Focusing on the good of AI, I fortunately had the chance to attend a few workshops on search translations, increasing use of AI tools for syntax, and using software to aid in the creation of searches to retrieve all the relevant terms (hello Medsyntax and REMI 2.0!). These developments are exciting and will have the ability to save countless manhours.
The bad and the ugly I’ll summarise together. We know that AI has an ability ‘to hallucinate’ and key fact checking by the user is imperative. But a standout workshop was “How Paper Mills and Predatory Journals Flood the Scientific Record—and What Medical Research Libraries Can Do” by Jasmin Schmitz.
Part of the workshop was an engaging discussion around how AI tools are being implemented in business for the creation of completely fictional data, papers and sometimes whole issues of journals!
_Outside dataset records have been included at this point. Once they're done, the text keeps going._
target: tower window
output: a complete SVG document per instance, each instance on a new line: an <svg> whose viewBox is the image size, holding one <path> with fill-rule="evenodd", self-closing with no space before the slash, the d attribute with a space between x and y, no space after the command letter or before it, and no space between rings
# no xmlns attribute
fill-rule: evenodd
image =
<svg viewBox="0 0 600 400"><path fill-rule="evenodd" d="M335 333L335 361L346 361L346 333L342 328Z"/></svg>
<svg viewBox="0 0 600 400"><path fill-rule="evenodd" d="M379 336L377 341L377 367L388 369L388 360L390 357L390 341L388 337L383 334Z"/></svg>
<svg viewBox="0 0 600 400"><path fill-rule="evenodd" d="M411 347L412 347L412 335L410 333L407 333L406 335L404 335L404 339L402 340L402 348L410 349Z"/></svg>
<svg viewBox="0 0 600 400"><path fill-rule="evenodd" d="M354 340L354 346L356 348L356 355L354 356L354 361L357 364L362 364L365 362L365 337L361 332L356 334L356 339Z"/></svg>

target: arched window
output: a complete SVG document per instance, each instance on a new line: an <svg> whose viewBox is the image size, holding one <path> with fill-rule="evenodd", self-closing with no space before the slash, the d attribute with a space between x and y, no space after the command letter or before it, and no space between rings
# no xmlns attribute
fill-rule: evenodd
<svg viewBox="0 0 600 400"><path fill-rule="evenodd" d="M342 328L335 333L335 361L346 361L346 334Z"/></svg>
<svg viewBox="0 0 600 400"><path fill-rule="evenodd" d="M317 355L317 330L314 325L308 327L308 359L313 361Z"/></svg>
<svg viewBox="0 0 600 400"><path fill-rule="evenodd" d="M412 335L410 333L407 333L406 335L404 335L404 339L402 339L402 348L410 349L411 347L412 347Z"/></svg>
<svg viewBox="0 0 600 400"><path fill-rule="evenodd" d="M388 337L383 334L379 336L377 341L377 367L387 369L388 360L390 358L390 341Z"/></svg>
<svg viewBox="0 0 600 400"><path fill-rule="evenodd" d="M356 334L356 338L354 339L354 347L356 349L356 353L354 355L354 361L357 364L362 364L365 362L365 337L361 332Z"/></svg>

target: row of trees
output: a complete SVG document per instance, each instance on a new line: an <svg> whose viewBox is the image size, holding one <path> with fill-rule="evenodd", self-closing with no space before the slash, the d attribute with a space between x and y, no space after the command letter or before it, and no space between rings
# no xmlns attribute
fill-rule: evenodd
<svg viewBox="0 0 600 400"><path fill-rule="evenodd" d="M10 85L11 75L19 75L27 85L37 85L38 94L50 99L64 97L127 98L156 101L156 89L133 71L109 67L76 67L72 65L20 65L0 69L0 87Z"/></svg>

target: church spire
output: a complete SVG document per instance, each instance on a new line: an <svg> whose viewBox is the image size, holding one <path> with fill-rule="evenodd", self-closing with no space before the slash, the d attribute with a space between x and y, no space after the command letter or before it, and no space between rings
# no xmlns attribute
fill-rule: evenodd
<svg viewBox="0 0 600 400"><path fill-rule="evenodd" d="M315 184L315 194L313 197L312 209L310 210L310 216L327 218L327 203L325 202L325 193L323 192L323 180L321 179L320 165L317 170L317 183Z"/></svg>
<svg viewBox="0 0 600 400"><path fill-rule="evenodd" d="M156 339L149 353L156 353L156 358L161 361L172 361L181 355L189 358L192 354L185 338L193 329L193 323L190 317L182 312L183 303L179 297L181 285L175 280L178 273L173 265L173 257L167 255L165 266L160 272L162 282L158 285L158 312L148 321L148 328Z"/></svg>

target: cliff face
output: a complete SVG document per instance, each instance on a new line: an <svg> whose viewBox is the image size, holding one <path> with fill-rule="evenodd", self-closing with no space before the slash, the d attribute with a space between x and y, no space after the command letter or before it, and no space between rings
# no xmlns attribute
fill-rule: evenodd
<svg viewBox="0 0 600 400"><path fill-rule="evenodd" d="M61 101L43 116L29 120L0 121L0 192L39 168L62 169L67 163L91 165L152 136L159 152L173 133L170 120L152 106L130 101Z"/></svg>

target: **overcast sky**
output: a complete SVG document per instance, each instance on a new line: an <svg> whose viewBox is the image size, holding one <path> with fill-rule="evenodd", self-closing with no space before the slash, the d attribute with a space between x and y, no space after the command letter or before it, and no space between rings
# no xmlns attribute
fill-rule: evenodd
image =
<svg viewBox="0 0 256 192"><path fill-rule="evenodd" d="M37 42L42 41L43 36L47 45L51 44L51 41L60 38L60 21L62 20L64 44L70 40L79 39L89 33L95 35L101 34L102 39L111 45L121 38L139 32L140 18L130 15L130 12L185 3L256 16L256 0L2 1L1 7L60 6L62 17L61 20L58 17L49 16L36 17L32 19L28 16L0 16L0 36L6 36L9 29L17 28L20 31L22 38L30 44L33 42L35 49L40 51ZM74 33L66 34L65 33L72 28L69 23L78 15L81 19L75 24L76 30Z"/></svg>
This type of ‘fake science’ has terrible consequences, with undermining trust in real evidence and misinformation potentially endangering lives. In my role as a database editor, predatory journals are an issue I take very seriously as I’m kind of a ‘gatekeeper’ to CABI Global Health.
I always find the EAHIL workshops and conferences to be an incredibly informative and engaging environment. It’s a pleasure to reconnect with many familiar faces yet equally pleasing to meet new people and build fresh professional connections, even if it is over a rather sweaty dancefloor!